No lo sabe y sigue caminando. El argumento de la vergüenza no lo convence. ¿Por qué no querría ella que él la viera en el desfile? Quizá hay otro problema. Otra persona. Es algo que sospecha desde hace un tiempo, si bien ella nunca dijo nada concreto al respecto. A Mateo le gusta Ana, de eso no tiene ninguna duda, pero no quiere tirarse a la pileta y encontrarla vacía. De modo que prefiere ir con cautela.

Ahora ha llegado a la puerta de la tienda, donde una gran masa de gente espera: el desfile todavía no empezó. Se asoma entre la multitud y alcanza a ver que aún están preparando el carro. Tiene tiempo para ir a comprar una bebida, calcula, porque hace calor y la caminata le ha dado sed. Va entonces hasta la esquina y dobla: al final de esa cuadra hay un kiosco abierto.
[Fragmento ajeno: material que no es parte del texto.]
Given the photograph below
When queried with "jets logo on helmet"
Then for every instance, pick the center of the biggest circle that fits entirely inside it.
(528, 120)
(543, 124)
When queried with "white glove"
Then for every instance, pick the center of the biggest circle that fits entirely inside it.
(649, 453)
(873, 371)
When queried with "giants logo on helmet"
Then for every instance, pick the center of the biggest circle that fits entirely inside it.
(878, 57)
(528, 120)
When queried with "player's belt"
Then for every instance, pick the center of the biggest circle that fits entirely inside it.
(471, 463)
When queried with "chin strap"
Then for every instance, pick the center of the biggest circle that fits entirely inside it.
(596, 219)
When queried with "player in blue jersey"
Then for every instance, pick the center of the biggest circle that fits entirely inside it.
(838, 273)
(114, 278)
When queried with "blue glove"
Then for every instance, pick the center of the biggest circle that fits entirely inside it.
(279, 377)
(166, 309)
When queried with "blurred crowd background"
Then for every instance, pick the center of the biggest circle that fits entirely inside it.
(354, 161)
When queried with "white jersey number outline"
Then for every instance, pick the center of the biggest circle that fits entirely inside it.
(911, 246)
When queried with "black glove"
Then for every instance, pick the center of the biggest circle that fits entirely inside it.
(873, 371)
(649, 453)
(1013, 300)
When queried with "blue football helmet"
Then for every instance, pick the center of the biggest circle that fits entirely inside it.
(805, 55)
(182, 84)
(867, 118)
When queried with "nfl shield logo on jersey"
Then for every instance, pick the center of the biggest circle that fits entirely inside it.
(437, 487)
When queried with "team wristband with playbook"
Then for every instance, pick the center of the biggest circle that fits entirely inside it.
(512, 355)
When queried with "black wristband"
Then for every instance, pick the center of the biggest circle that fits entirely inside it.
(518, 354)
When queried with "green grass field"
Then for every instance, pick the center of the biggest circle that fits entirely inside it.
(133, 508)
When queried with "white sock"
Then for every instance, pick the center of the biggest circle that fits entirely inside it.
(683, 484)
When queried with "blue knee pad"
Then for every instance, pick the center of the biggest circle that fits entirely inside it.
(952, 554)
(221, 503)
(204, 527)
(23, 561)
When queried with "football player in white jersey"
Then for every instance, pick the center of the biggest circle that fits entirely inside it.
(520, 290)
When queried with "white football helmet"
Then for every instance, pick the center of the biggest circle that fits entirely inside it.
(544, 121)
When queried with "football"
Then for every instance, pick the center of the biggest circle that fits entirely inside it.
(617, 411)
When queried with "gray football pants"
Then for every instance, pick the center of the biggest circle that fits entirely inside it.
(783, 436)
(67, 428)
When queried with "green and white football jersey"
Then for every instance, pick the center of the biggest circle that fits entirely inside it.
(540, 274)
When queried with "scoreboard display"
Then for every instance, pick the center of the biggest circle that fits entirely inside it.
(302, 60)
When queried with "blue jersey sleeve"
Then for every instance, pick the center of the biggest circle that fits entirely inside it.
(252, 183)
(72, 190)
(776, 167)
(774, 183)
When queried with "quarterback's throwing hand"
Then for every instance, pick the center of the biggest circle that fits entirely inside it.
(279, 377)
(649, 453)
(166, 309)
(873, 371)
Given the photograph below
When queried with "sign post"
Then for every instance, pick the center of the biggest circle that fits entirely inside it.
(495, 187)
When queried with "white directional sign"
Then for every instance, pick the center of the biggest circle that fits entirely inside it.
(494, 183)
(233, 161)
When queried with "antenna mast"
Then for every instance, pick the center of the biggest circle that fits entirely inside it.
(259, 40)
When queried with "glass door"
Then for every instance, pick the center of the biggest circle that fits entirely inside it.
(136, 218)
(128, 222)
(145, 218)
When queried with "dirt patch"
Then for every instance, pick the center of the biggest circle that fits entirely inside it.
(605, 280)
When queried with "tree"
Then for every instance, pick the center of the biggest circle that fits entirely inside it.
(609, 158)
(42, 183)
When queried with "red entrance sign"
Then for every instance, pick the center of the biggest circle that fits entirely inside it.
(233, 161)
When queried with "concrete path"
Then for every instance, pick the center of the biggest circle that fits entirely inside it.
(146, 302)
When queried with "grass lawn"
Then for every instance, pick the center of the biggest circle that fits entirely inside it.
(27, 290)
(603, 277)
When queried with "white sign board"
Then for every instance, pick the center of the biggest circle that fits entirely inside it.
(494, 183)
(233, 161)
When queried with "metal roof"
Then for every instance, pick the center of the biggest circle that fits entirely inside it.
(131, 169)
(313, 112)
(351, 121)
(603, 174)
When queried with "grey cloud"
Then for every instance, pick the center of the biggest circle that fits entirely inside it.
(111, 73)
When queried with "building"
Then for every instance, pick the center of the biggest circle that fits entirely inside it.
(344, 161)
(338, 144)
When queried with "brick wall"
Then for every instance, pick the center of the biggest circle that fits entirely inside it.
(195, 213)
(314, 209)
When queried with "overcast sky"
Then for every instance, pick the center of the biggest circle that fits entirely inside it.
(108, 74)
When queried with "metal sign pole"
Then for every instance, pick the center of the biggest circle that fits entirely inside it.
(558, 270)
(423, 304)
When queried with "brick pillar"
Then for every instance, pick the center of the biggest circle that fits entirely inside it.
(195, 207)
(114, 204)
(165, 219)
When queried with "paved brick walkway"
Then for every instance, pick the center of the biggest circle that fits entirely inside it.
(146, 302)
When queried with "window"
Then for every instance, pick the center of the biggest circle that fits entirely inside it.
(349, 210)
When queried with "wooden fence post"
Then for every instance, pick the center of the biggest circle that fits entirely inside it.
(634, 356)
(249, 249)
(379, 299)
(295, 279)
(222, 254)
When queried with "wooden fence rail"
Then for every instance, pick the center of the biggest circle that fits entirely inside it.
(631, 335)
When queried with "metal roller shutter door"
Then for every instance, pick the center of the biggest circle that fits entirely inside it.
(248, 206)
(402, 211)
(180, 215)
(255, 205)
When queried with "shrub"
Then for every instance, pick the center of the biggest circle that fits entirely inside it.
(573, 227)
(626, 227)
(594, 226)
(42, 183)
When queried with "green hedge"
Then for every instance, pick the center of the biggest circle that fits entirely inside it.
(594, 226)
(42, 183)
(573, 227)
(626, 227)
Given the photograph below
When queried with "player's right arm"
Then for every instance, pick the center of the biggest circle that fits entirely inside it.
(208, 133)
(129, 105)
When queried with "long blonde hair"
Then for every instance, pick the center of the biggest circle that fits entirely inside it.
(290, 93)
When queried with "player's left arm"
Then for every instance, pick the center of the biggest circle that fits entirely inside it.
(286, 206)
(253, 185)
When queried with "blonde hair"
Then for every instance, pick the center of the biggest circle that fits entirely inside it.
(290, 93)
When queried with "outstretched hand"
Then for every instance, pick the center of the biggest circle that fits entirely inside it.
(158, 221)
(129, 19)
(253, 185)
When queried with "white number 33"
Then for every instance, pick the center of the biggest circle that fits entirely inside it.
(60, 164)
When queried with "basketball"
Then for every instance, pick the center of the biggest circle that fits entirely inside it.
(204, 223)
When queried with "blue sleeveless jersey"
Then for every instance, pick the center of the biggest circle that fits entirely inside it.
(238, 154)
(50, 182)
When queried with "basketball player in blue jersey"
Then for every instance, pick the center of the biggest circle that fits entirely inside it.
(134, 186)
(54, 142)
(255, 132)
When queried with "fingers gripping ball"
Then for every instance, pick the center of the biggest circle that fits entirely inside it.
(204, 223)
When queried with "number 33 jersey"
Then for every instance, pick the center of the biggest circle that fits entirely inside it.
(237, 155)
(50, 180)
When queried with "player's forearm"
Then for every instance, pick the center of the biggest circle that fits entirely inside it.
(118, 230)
Pero no llega a comprar nada, porque en ese momento sucede algo que lo paraliza: ve a su padre. Está al volante del auto, detenido en el semáforo. Tiene el brazo fuera de la ventanilla y una expresión ausente que alguien podría considerar producto de una profunda concentración. Mateo, sin embargo, conoce demasiado bien esa cara y se da cuenta de que otra vez su padre estuvo tomando. No quiere hablar con él en ese estado. En realidad, no quiere hablarle de ninguna manera. Entonces da media vuelta y corre. Pero su padre lo ha visto.

—¡Mateo!

Él no se detiene, sino que corre más rápido. El semáforo cambia y Julio —así se llama el padre— pone primera y acelera.

—¡Mateo! ¡Esperá!

Pero si hay algo que Mateo tiene claro es que no lo va a esperar. Dobla en la esquina y sigue corriendo en dirección a la tienda. Se da cuenta de que su padre lo está siguiendo e intenta ir más rápido todavía. Ahora, en la calle, la multitud ha crecido. El carro acaba de salir y avanza lentamente. Hay música, ruido, papeles que vuelan por el aire. Mateo se sumerge entre la gente y por unos instantes se siente a salvo: su padre no podrá verlo. Reduce la velocidad, ahora está caminando rápido. Seguramente lo ha perdido. Su corazón se desacelera poco a poco. Pero entonces se da vuelta y lo ve otra vez: consiguió avanzar, ya está a pocos metros. Él no piensa permitir que lo alcance. Y vuelve a correr. Más rápido, cada vez más rápido.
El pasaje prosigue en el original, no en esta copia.